This is the code repository for the paper: Exploratory Analysis of Graph Data by Leveraging Domain Knowledge
By Di Jin, Danai Koutra.
"Summarize an unknown graph from known ones."
The data directory contains "real_train", the directory containing raw files of the domain knowledge (known graphs) and "real_test", the directory containing the input unknown graph file.
The directory with experiments conducted in the paper. To run the experiments, run "exp_effectiveness", "exp_scalability_1", "exp_scalability_2" and "exp_sensitivity". For example, the evaluation of the diversity and domain-specificity of the graph invariant distributions selected by EAGLE and the baselines is conducted with the command
$ exp_effectiveness
The supplementary results of Satisfaction of Desired Properties
(Section V, part D) from the paper can be obtained by running the same script with different correlation metrics. To be specific, the first figure shows the evaluation based on correlation using Pearson correlation which is the figure in the paper. The second figure shows the evaluation based on correlation using Kendall's tau. The third figure shows the evaluation based on correlation using Spearman's rank correlation. As stated in the paper, in all three cases we observe that EAGLE outperforms the baseline methods.
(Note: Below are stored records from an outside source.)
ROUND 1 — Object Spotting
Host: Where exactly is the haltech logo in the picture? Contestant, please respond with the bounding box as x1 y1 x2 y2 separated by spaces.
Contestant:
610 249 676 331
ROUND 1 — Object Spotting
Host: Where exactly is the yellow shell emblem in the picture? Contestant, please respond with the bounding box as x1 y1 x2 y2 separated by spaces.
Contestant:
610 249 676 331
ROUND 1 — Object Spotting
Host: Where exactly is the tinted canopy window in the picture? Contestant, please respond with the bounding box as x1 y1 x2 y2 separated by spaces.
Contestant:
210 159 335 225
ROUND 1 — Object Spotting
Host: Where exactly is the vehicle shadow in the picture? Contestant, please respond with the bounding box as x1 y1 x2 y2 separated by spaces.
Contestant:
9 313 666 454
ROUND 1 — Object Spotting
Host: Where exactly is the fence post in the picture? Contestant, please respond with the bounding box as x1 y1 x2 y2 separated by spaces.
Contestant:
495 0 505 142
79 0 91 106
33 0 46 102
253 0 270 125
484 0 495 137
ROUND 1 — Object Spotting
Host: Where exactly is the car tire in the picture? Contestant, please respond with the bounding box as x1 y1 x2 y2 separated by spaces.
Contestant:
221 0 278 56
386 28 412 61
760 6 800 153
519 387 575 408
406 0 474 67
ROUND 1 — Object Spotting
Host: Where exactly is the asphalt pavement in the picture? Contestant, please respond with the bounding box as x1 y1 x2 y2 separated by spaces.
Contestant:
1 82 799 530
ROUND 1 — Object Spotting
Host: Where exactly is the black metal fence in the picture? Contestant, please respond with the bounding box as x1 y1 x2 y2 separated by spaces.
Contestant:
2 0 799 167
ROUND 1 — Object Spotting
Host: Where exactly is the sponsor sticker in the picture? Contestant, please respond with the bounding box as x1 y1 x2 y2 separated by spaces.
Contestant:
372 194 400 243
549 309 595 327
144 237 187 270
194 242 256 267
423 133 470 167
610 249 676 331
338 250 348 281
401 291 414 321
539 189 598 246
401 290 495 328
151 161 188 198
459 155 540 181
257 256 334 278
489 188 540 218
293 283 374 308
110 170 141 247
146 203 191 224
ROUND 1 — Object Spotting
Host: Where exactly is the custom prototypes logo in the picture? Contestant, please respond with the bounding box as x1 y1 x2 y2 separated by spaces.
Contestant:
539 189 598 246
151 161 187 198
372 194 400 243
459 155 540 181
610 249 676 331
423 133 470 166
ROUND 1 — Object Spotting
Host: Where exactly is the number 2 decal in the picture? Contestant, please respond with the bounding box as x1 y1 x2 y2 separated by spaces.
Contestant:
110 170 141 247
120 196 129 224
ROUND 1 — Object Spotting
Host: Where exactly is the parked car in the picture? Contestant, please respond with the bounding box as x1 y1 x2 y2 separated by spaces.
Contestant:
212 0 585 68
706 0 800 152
The directory contains the extra graph invariants computed through SNAP.
- matlab_bgl: This library is adopted from the Internet written by David Gleich (https://www.cs.purdue.edu/homes/dgleich/packages/matlab_bgl/).
- util: This library contains several toolkits used in this project.
This directory contains the processed raw graphs in the format to run EAGLE.
This directory contains the stored experimental results in the paper conducted with scripts in analysis.
This code is built in MATLAB 2016a. The preprocessing procedure is time-consuming, the command to run without preprocessing the raw data files is:
$ main